Artikel 7: Overige gedragingen die leiden tot een verlaging
7.1 Tekortschietend besef van verantwoordelijkheid
- 1.
Als een persoon niet genoeg verantwoordelijkheid neemt om zelf voor zijn/haar inkomen te zorgen, terwijl dat wél van hem/haar mag worden verwacht (tekortschietend besef van verantwoordelijkheid), kan het college de uitkering volgens artikel 18, tweede lid, van de Participatiewet verlagen met:
- a.
het benadelingsbedrag als het gaat om een benadelingsbedrag dat lager is dan de bijstandsnorm. Deze verlaging duurt één maand. (Het benadelingsbedrag is het bedrag dat onterecht of onnodig is aangevraagd.)
- b.
100% van de bijstandsnorm bij een benadelingsbedrag tot € 5000. Deze verlaging duurt één maand.
- c.
100% van de bijstandsnorm bij een benadelingsbedrag van € 5000 tot € 10.000. Deze verlaging duurt twee maanden.
- d.
100% procent van de bijstandsnorm bij een benadelingsbedrag van € 10.000 of hoger. Deze verlaging duurt drie maanden.
- 2.
Als er sprake is van tekortschietend besef van verantwoordelijkheid in relatie met het recht op bijzondere bijstand anders dan op grond van artikel 12 van de Participatiewet, wordt de verlaging vastgesteld op het benadelingsbedrag.
- 3.
Als een persoon geen passende en toereikende voorliggende voorziening krijgt omdat deze wordt verrekend met een bestuurlijke boete in het kader van het bij herhaling schenden van de inlichtingenplicht, wordt een maatregel opgelegd van 100% gedurende de eerste 3 maanden van de bijstandsverlening gerekend vanaf de start van de verrekening.
7.2 Zeer ernstige misdragingen
Als een persoon zich zeer ernstig misdraagt tegenover het college, ambtenaren van de gemeente of andere personen en instanties die betrokken zijn bij de uitvoering van de Participatiewet, de IOAW of de IOAZ, en/of deze misdragingen plaatsvinden in een context die rechtstreeks verband houdt met de uitvoering van deze wetten, verlaagt het college de uitkering met 100% van de toepasselijke bijstandsnorm. Deze verlaging duurt één maand.
(Participatiewet artikel 9, zesde lid; IOAW artikel 37, eerste lid, onder g; IOAZ artikel 37, eerste lid, onder g)

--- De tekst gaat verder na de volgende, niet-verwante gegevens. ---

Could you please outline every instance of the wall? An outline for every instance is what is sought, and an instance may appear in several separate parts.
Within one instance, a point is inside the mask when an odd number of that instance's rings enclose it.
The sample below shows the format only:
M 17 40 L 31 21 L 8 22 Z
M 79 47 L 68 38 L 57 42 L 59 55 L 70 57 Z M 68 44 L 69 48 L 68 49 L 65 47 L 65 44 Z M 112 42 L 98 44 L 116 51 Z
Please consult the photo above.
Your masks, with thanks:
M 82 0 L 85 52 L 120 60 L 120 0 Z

7.3 Niet nakomen van overige verplichtingen
Als een persoon zich niet of niet voldoende houdt aan een afspraak die hij/zij met het college heeft gemaakt (artikel 55 van de Participatiewet), dan verlaagt het college de uitkering met:
- 1.
20% van de bijstandsnorm als een persoon niet of onvoldoende zijn/haar best doet om werk te vinden. Deze verlaging duurt één maand.
- 2.
20% van de bijstandsnorm als een persoon zich niet of onvoldoende houdt aan de afspraken die horen bij een bepaalde vorm van bijstand. Deze verlaging duurt één maand.
- 3.
40% van de bijstandsnorm als een persoon zich niet of onvoldoende houdt aan afspraken die ervoor zorgen dat deze persoon minder bijstand nodig heeft. Deze verlaging duurt één maand.
- 4.
100% van de bijstandsnorm als een persoon zich niet of onvoldoende houdt aan afspraken die ervoor zorgen dat de bijstand kan worden stopgezet. Deze verlaging duurt één maand.

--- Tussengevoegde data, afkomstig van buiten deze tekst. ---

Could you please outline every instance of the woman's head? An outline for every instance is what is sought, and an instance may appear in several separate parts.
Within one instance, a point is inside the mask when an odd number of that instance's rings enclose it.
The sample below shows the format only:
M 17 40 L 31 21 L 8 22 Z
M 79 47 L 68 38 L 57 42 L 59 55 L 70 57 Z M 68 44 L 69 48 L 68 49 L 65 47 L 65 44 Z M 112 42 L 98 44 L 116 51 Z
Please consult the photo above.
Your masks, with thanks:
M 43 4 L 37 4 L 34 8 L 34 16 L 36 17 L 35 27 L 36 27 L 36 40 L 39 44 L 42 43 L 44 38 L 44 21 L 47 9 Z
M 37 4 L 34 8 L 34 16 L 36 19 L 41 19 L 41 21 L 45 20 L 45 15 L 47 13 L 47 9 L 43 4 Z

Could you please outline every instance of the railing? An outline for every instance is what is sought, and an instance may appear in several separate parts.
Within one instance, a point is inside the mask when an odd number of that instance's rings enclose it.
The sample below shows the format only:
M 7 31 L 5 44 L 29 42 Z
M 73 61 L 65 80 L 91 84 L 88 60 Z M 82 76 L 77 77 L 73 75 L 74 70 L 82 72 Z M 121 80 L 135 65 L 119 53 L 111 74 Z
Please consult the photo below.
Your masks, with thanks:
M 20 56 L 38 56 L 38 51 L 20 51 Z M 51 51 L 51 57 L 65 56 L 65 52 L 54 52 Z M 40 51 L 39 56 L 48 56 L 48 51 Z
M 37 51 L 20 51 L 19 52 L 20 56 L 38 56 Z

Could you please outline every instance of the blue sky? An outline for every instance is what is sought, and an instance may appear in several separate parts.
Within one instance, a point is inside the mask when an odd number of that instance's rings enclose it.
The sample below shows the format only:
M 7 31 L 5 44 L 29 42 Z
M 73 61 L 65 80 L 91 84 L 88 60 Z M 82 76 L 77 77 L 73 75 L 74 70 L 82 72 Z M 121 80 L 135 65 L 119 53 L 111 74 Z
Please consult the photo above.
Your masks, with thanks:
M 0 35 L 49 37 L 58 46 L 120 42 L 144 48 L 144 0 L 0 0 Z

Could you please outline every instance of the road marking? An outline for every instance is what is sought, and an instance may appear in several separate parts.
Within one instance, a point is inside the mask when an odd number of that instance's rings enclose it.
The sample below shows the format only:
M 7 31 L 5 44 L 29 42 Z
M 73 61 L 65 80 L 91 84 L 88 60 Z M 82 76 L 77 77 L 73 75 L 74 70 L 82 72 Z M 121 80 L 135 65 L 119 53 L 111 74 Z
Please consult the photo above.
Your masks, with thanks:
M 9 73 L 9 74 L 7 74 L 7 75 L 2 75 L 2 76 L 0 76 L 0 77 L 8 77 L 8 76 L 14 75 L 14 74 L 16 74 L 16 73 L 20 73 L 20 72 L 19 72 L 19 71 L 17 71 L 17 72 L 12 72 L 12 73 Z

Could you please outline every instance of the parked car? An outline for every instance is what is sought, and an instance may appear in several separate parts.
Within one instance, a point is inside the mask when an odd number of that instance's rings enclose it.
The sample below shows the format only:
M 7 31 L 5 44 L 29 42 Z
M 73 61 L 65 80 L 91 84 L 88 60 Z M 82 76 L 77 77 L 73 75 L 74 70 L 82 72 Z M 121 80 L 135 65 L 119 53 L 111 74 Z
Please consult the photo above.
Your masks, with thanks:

De hoogte van de verlaging hangt af van de situatie.
Artikel 8: Participatie
De HBEL-gemeenten (Huizen, Blaricum, Eemnes, Laren) doen hun best om personen zelfredzaam te maken. Het is de bedoeling dat deze personen zo min mogelijk inkomenssteun van de overheid nodig hebben en dat ze hun talenten en kwaliteiten kunnen inzetten voor de maatschappij.

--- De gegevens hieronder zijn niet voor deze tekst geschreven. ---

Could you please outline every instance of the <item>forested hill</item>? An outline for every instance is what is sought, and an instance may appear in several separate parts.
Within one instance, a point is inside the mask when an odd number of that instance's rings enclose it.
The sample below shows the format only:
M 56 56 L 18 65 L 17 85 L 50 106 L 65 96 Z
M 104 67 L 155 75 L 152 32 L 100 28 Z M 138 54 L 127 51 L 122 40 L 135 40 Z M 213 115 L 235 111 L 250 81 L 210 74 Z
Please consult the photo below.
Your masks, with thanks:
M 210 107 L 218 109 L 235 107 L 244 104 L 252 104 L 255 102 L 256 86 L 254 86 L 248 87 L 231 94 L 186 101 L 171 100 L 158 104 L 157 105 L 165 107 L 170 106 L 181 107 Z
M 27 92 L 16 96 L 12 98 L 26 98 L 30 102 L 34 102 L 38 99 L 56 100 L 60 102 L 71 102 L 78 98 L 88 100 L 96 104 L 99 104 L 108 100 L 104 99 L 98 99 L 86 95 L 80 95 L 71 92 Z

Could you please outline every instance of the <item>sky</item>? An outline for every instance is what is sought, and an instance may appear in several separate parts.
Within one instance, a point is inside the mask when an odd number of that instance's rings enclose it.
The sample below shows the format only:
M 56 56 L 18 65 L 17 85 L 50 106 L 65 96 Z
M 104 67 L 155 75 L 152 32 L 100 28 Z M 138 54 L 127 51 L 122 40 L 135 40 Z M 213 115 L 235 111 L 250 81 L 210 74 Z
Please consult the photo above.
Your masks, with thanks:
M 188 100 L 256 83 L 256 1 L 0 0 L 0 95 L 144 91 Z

8.1 Kernwaarden gemeentelijk beleid
- 1.
- 2.
Het college ondersteunt waar nodig.
- 3.
Bij deze ondersteuning houdt het college rekening met de talenten, mogelijkheden en persoonlijke situatie van de persoon.
- 4.
Hierdoor kan de ondersteuning per persoon verschillen (maatwerk).
- 5.
De ondersteuning is de goedkoopste van alle passende oplossingen.
- 6.
Betaald werk gaat voor onbetaald werk.
8.2 Uitgangspunten
- 1.
Onbetaald werk in alle vormen – zoals vrijwilligerswerk - kan een opstap zijn naar betaald werk.
- 2.
Als een persoon niet meewerkt in de periode dat hij/zij verplicht moet re-integreren, dan kan het college de ondersteuning verplichten.
- 3.
De HBEL-gemeenten werken aan een arbeidsmarkt die iedereen kansen biedt.
- 4.
De verwachtingen die het college en de personen van elkaar hebben, zijn duidelijk.
- 5.
Het college houdt rekening met concurrentieverhoudingen en verdringing op de arbeidsmarkt.
8.3 Doelgroep
- 1.
Het college ondersteunt een aantal groepen bij hun zoektocht naar werk. Het gaat om personen met een gemeentelijke uitkering voor levensonderhoud of een ANW-uitkering, een jongere partner van een persoon met een aanvullende inkomensvoorziening op de AOW-uitkering (AIO-uitkering), personen die geen ondersteuning kunnen krijgen van andere instanties of werkgevers, en enkele andere specifieke groepen die in artikel 7 van de Participatiewet worden genoemd.
- 2.
De ondersteuning van het college is bedoeld voor personen die zich nog kunnen ontwikkelen richting de arbeidsmarkt. Daaronder vallen ook personen met algemene bijstand die moeten inburgeren.
8.4 Samenwerking
- 1.
Het college werkt samen met regiogemeenten, het UWV, werkgevers, onderwijsinstellingen en maatschappelijke instellingen uit de regio om personen te helpen om sociaal en economisch zelfredzaam te worden.
- 2.
Het college ondersteunt werkgevers als zij personen uit de doelgroep van het college werk willen aanbieden.
8.5 Budget
Het college kan voor de verschillende soorten voorzieningen een budgetplafond vaststellen. Bijvoorbeeld als dat nodig is om de financiële risico’s voor het college te beperken. Een budgetplafond is het maximale bedrag dat het college aan een bepaalde soort voorziening per kalenderjaar kan uitgeven. Als dit budgetplafond bereikt is, geeft het college geen voorziening meer waarvoor dit budgetplafond geldt, tenzij dit anders in de wet staat. Het college stelt een budgetplafond voorafgaand aan het kalenderjaar vast.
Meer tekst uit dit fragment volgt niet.